“The fly has now left your building. Thang you very much”
We at the Soz Satire mint are delighted to announce that we have a limited number of these beautifully crafted, solid tin-substitute, fly sprays available at more than three times the price you’d expect to pay anywhere else.
Each aerosol comes complete with a small top-mounted nozzle and is personally signed by a genuine Elvis impersonator from some Godforsaken town in the north of England.
Lovingly machine crafted by impoverished Belarusian orphans, we give you our personal guarantee that if The King had ever been in a room with a fly in it he’d have reached for a can almost identical to this one.
Paying for this wonderful addition to your cupboard under the sink could not be easier. You don’t even have to worry about the price.

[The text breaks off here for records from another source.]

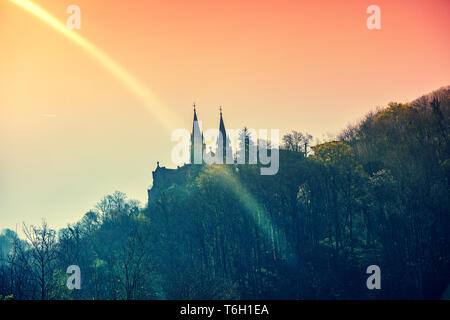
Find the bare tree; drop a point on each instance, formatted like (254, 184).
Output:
(42, 256)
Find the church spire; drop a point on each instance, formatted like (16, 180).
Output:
(197, 144)
(223, 141)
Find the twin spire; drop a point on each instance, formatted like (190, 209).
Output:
(223, 141)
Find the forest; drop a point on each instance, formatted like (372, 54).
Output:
(377, 194)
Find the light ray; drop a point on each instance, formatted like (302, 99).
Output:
(152, 103)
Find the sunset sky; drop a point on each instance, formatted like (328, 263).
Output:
(77, 124)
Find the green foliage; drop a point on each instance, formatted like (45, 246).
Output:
(377, 195)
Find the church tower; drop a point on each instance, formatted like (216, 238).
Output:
(223, 141)
(197, 141)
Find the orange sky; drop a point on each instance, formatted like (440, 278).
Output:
(70, 132)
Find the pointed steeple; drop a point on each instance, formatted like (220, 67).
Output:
(223, 141)
(197, 144)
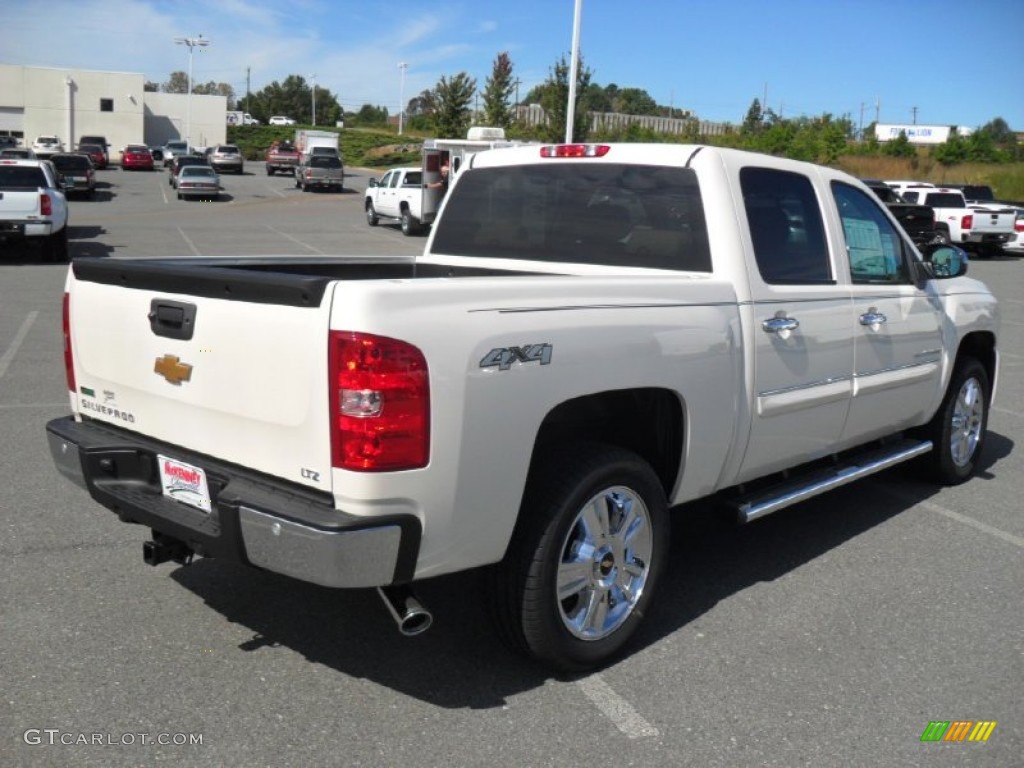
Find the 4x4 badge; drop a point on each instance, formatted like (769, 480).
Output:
(172, 369)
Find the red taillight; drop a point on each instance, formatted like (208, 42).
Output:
(574, 151)
(66, 326)
(380, 403)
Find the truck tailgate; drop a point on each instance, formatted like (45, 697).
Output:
(18, 204)
(227, 363)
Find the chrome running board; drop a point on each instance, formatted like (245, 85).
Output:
(852, 468)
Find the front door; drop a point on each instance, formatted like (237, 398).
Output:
(897, 324)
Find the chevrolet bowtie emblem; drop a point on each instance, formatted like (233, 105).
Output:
(172, 369)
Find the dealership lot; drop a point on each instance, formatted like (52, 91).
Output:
(829, 634)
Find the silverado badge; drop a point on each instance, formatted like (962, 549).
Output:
(172, 369)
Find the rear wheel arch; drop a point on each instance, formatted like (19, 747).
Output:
(648, 422)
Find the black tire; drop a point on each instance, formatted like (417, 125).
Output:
(410, 225)
(588, 512)
(958, 428)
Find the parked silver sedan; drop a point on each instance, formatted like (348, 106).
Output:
(226, 158)
(199, 181)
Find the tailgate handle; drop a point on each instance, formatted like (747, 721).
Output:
(172, 320)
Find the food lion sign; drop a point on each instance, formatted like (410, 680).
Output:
(918, 134)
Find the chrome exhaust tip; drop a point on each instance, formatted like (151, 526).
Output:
(407, 609)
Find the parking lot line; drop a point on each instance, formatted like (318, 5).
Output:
(11, 350)
(958, 517)
(190, 244)
(295, 240)
(616, 709)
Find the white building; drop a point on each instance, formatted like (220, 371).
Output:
(918, 134)
(70, 102)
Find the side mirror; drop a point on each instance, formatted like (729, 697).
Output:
(946, 260)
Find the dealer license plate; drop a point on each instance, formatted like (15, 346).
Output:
(184, 483)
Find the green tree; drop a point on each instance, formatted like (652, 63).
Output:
(899, 147)
(176, 83)
(634, 101)
(453, 96)
(952, 151)
(498, 93)
(754, 121)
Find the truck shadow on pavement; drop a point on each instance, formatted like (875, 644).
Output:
(460, 663)
(84, 242)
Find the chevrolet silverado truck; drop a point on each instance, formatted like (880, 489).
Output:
(594, 335)
(979, 228)
(282, 156)
(397, 196)
(33, 208)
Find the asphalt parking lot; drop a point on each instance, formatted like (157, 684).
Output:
(830, 634)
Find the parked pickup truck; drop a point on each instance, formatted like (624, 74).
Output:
(983, 229)
(282, 156)
(321, 171)
(33, 208)
(916, 220)
(398, 196)
(594, 334)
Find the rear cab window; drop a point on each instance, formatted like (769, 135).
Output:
(602, 213)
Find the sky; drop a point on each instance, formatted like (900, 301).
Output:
(935, 62)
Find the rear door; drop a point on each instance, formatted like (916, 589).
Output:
(802, 314)
(227, 363)
(897, 324)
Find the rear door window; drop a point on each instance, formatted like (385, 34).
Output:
(785, 225)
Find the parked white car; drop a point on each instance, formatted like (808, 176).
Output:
(44, 146)
(1016, 244)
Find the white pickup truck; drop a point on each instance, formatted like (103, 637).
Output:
(983, 228)
(398, 196)
(593, 335)
(33, 208)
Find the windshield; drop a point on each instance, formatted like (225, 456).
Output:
(621, 215)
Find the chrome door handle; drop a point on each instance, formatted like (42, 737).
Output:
(780, 325)
(873, 320)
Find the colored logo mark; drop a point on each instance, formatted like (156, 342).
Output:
(958, 730)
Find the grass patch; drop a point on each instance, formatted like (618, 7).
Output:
(364, 147)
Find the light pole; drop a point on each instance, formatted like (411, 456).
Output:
(192, 42)
(401, 94)
(312, 79)
(573, 67)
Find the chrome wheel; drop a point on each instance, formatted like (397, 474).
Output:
(604, 564)
(968, 421)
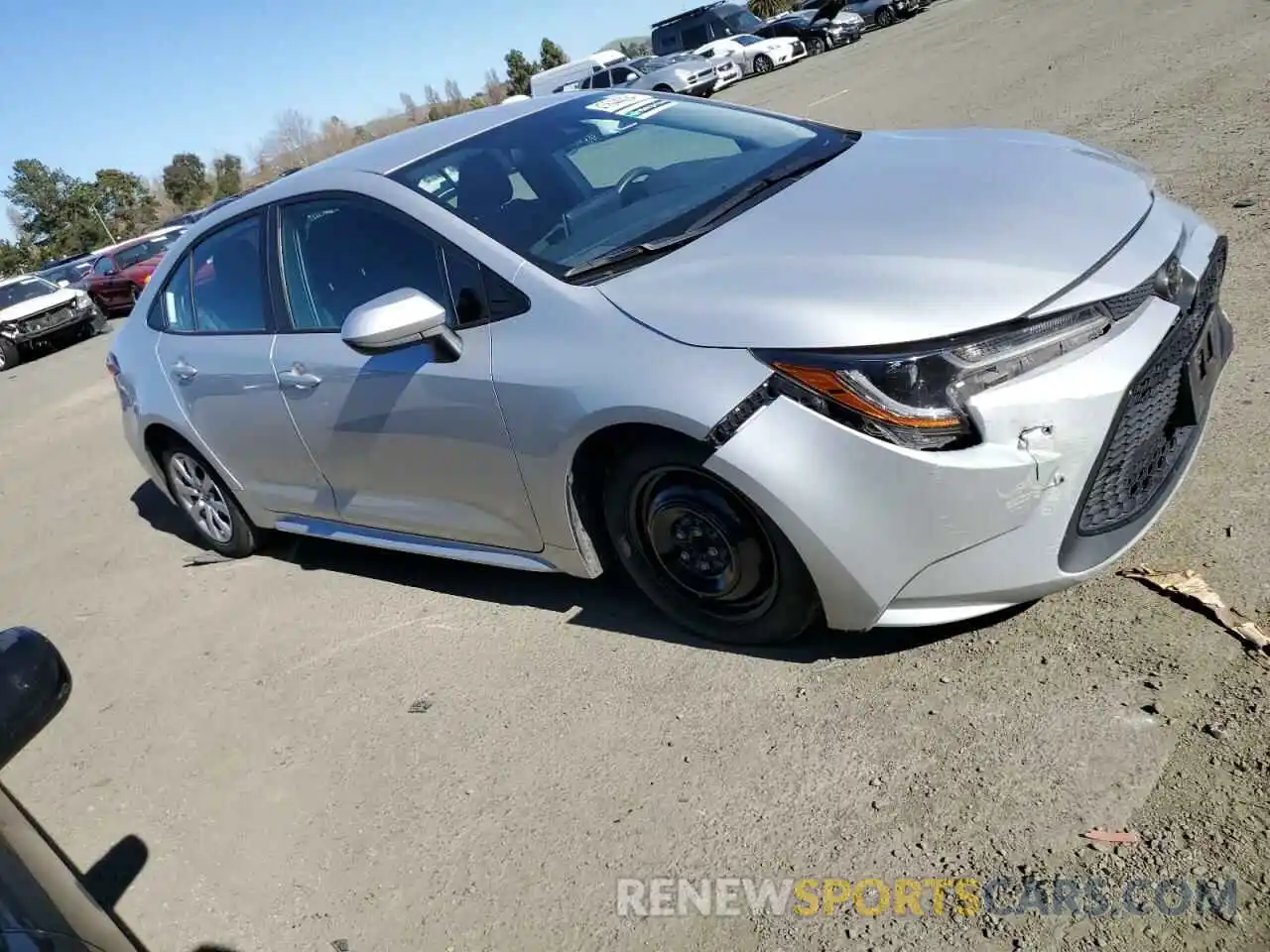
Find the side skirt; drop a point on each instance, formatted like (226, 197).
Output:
(417, 544)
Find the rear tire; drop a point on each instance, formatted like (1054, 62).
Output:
(207, 503)
(9, 354)
(702, 552)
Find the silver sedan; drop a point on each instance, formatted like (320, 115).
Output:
(587, 350)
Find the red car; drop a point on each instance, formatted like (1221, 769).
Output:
(118, 275)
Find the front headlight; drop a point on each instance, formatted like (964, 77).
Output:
(917, 397)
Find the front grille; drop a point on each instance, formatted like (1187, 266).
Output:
(1152, 430)
(49, 318)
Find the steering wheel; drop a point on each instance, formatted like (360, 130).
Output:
(639, 172)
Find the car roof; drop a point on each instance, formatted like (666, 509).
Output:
(16, 278)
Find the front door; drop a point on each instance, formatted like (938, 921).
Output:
(217, 333)
(408, 439)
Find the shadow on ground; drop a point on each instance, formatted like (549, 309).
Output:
(608, 603)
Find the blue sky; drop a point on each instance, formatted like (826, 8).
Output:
(127, 86)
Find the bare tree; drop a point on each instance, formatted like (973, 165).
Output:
(294, 137)
(495, 90)
(409, 108)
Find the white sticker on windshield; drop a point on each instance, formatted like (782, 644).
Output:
(631, 105)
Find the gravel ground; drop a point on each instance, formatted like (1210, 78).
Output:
(253, 724)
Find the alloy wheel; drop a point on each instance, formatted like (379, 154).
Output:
(705, 540)
(199, 495)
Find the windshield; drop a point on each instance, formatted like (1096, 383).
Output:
(24, 290)
(561, 191)
(67, 272)
(127, 257)
(742, 22)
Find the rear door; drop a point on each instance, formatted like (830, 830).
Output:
(216, 322)
(105, 284)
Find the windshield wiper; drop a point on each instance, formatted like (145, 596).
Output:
(784, 176)
(631, 253)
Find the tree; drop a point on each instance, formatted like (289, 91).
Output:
(494, 90)
(454, 99)
(432, 98)
(123, 202)
(229, 176)
(769, 8)
(408, 105)
(185, 179)
(518, 71)
(40, 195)
(550, 55)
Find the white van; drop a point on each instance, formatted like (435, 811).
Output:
(562, 79)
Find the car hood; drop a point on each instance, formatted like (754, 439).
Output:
(37, 304)
(906, 236)
(143, 268)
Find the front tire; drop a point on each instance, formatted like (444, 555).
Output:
(702, 552)
(207, 503)
(9, 354)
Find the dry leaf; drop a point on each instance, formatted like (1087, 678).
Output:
(1192, 588)
(1121, 839)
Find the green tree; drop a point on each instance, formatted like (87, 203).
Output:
(185, 179)
(41, 197)
(229, 176)
(17, 257)
(550, 55)
(769, 8)
(518, 71)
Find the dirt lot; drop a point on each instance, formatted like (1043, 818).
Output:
(252, 721)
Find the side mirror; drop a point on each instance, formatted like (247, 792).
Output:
(35, 684)
(399, 318)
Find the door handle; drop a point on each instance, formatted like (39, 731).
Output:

Simply send us your bank details and we’ll stop taking the easy monthly payments from your account when we consider you’ve covered our costs or you run out of funds, whichever comes first.
No Quibble Or Legal Redress Reservation Form.
I hereby declare that I’m a gullible simpleton and/or elderly and vulnerable and that I have absolutely no objection to rogue tarmac gangs, pikey roofers or pushy door to door salesman authorised by The Soz Satire Mint coming to my home to badger me into parting with pretty much everything I own. I cannot read small print but I’m going to sign this irrespective of the consequences.
I live at ……………………… and I go out shopping or to collect my pension from the post office at …am or…pm. I usually leave the key………… I do/do not have a dog.